Tugas Rockwool Dalam Hidroponik
Sebagai media tanam, rockwool mempunyai kemampuan menahan air dan udara (oksigen untuk aerasi) dalam jumlah besar yang sangat dibutuhkan akan pertumbuhan akar dan penyerapan nutrisi pada metode hidroponik. konstruksi serat alami yang dimiliki rockwool juga sangat baik untuk menopang batang beserta akar tanaman sehingga dapat tegak dengan stabil. Kemampuan rockwool tersebut membuat bahan ini cocok digunakan sebagai media tanaman sejak periode persemaian hingga proses produksi/panen.
Namun wajib diperhatikan dengan hati-hati bahwa kadar asam (pH) alami rockwool sangat tinggi (basa) gara-gara kandungan alkali dalam seratnya (pada kisaran pH 8).

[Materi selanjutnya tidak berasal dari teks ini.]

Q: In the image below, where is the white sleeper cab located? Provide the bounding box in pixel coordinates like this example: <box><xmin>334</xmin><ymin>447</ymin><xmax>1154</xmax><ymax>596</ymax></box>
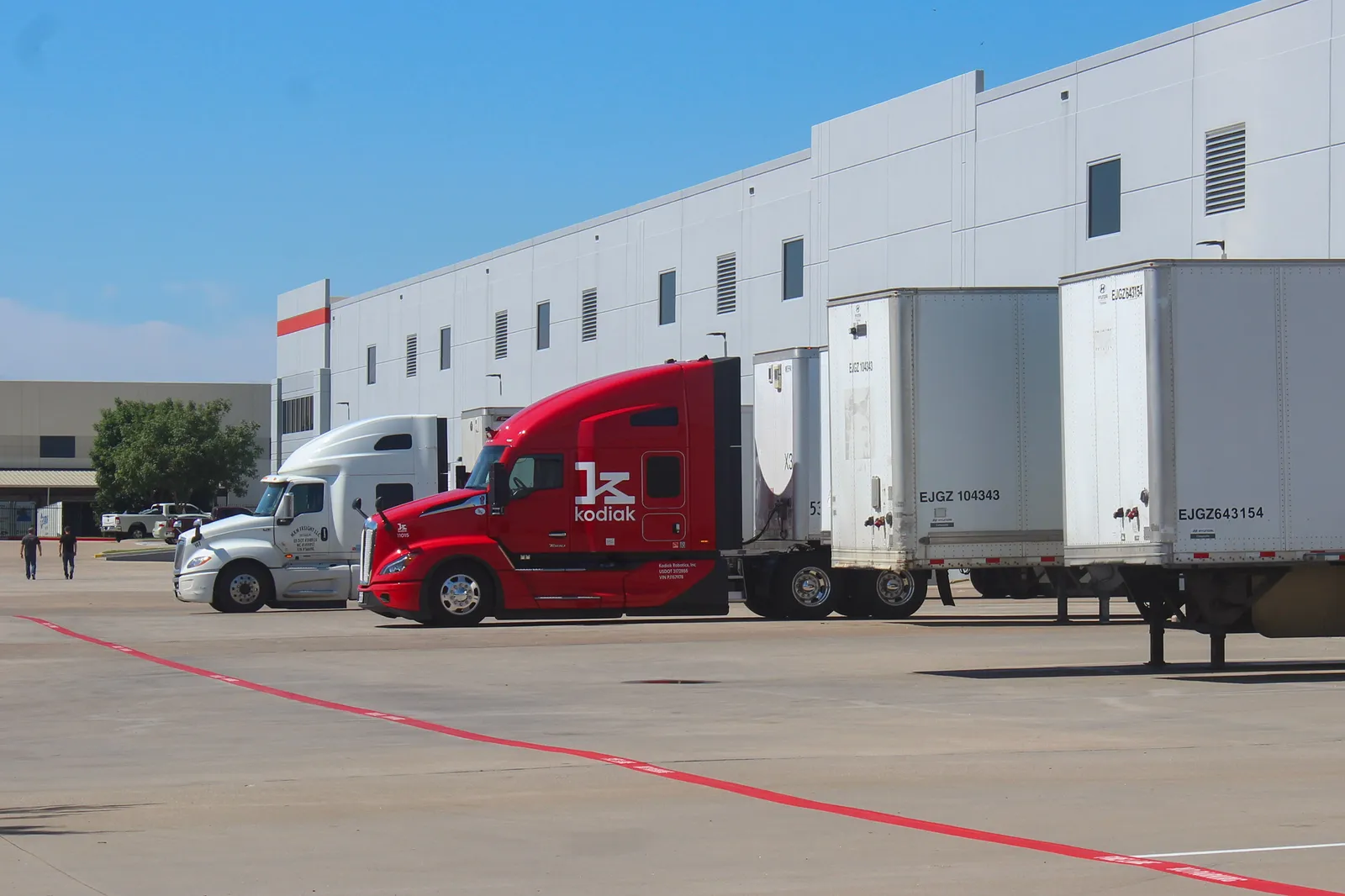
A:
<box><xmin>173</xmin><ymin>414</ymin><xmax>449</xmax><ymax>612</ymax></box>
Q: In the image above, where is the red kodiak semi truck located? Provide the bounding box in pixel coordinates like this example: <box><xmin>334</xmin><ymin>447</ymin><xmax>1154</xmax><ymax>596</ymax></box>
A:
<box><xmin>359</xmin><ymin>358</ymin><xmax>742</xmax><ymax>625</ymax></box>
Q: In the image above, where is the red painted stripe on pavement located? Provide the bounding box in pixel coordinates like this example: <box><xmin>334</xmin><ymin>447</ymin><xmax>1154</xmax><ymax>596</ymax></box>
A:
<box><xmin>276</xmin><ymin>308</ymin><xmax>332</xmax><ymax>336</ymax></box>
<box><xmin>18</xmin><ymin>616</ymin><xmax>1345</xmax><ymax>896</ymax></box>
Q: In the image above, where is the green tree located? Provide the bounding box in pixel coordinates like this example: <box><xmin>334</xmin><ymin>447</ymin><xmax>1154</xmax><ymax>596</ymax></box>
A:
<box><xmin>89</xmin><ymin>398</ymin><xmax>262</xmax><ymax>513</ymax></box>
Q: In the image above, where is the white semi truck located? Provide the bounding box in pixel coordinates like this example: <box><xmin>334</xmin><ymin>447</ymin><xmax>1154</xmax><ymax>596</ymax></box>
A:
<box><xmin>1060</xmin><ymin>260</ymin><xmax>1345</xmax><ymax>665</ymax></box>
<box><xmin>173</xmin><ymin>414</ymin><xmax>449</xmax><ymax>612</ymax></box>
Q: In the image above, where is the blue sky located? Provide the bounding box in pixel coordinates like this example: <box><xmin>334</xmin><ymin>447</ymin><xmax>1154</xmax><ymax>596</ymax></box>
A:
<box><xmin>0</xmin><ymin>0</ymin><xmax>1235</xmax><ymax>381</ymax></box>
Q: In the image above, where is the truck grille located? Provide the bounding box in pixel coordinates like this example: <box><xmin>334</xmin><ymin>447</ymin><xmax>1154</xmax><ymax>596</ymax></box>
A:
<box><xmin>359</xmin><ymin>529</ymin><xmax>378</xmax><ymax>585</ymax></box>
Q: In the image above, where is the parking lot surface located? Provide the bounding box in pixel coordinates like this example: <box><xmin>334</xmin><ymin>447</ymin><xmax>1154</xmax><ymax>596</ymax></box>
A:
<box><xmin>0</xmin><ymin>558</ymin><xmax>1345</xmax><ymax>896</ymax></box>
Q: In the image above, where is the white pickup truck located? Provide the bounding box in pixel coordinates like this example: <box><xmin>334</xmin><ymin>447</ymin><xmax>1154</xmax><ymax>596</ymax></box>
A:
<box><xmin>101</xmin><ymin>504</ymin><xmax>210</xmax><ymax>540</ymax></box>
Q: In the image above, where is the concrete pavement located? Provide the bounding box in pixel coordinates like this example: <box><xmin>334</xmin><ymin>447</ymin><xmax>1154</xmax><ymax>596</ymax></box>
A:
<box><xmin>0</xmin><ymin>561</ymin><xmax>1345</xmax><ymax>896</ymax></box>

Hal tersebut menjadi tidak sesuai dengan kebutuhan kisaran pH tanaman (5,5-6,5). Oleh karena itu dibutuhkan pengkodisian terlebih dulu sebelum menggunakannya sebagai media tanam. Pemberian pupuk yang bersifat asam semacam pupuk urea, pupuk ammonium sulfat, pupuk KCl, atau pupuk AB mix bisa menopang melampaui permasalah ini.